Pennsylvania senate candidate John Fetterman told a crowd that he was honored that Katie Hobbs certified his election to become governor of Arizona. Hobbs promptly corrected him saying that Kari Lake actually won the election. Referee Joe Biden jumped in and said that “president” Harris won the Arizona election.

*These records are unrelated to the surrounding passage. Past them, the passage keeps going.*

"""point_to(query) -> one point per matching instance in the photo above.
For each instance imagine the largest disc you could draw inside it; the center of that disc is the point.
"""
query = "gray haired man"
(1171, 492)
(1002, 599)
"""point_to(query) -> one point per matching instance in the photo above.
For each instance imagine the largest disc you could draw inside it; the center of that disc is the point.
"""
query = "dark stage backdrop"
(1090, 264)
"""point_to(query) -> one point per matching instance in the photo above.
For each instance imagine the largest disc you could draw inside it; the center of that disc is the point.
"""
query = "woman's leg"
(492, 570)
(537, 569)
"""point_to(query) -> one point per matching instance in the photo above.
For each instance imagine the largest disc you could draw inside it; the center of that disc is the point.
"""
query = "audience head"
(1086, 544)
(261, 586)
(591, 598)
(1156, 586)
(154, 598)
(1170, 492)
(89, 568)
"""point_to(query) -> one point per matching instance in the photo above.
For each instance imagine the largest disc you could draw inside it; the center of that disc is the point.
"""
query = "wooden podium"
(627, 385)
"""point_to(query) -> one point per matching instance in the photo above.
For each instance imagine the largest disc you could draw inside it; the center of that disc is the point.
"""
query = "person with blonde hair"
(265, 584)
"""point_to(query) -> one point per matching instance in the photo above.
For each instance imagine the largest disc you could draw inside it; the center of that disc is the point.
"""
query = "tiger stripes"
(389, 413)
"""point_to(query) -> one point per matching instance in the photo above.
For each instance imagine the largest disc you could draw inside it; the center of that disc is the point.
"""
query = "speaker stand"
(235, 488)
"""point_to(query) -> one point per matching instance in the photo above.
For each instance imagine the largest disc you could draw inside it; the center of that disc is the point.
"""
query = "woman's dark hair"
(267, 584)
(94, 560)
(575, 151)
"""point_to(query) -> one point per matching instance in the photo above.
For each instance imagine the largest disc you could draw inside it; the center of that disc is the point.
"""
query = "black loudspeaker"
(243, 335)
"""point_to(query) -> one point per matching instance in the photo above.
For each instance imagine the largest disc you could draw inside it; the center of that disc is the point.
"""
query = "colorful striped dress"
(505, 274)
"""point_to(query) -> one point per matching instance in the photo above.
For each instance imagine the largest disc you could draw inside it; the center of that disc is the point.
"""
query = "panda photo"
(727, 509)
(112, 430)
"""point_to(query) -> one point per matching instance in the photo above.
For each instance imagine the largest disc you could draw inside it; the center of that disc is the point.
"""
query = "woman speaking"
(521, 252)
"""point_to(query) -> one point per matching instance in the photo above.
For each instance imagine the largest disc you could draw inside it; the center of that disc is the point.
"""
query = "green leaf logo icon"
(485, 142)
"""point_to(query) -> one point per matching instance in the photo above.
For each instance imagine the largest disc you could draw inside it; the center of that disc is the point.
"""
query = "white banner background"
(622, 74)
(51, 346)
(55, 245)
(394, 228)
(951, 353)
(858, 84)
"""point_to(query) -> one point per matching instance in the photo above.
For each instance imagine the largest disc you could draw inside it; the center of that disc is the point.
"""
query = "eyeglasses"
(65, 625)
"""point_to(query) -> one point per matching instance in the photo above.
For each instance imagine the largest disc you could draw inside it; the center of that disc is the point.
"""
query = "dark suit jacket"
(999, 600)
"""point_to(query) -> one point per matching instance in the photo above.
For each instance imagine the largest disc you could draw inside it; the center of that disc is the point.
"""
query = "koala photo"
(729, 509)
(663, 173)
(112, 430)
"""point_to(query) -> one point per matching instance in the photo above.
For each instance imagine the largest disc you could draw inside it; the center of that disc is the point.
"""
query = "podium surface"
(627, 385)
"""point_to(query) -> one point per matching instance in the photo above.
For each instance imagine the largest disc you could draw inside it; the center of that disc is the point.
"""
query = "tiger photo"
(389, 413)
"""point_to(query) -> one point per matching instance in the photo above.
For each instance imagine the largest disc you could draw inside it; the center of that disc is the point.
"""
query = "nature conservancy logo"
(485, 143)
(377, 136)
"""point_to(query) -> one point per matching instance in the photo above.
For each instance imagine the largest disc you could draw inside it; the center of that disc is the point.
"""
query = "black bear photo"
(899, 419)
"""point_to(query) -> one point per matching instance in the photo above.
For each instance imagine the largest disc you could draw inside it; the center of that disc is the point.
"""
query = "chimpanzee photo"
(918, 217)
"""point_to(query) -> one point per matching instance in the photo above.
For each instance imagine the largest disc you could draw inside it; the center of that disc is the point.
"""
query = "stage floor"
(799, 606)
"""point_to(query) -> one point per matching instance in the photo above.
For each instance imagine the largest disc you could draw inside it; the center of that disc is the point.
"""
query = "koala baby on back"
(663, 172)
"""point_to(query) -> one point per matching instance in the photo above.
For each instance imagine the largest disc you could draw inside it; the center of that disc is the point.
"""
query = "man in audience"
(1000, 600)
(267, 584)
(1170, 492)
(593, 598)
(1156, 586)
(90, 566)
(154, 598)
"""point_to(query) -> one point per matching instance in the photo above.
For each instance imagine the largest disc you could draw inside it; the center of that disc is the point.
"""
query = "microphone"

Jill Biden included Baphomet in her Christmas decorations

Baphomet

Jill Biden included a satanic goat head known as Baphomet in the White House Christmas decorations. When questioned about it, she said that goats are creations of God.

Son of Major

In a stunning admission, Joe Biden told a pro-life group that his dog, Major, tells him to kill babies.

Joke

A Republican and a Democrat meet each other at a ballot drop box. The Democrat dumps 100 ballots into the box. The Republican drops his goodwill clothes in the box.

Quarterback

A quarterback comes off the field screaming that nobody gives him the ball back after a handoff or pass.

Hunter

A FBI agent and an owl are sitting on a fence. The owl asks the FBI agent what he thinks of Twitter censoring the Hunter Biden laptop story. The FBI agent says “Who?” And, the owl says “I love hoo.”

Santa

Santa Claus will be dressed as a drag queen this year because our children are accustomed to that.

Stockings

Stockings have been declared racist, so now we will hang hosiery at Christmas.

Global Warming

Pope Francis is upset that the polar ice caps are frozen solid, so he is sending a contingent of Bishops with holy candles to melt them because that is much more important than the church.

Baseball

To increase fan enthusiasm in baseball, a large superball will replace the baseball and the runner must ride a hoppity-hop around the bases. More home runs and more outs.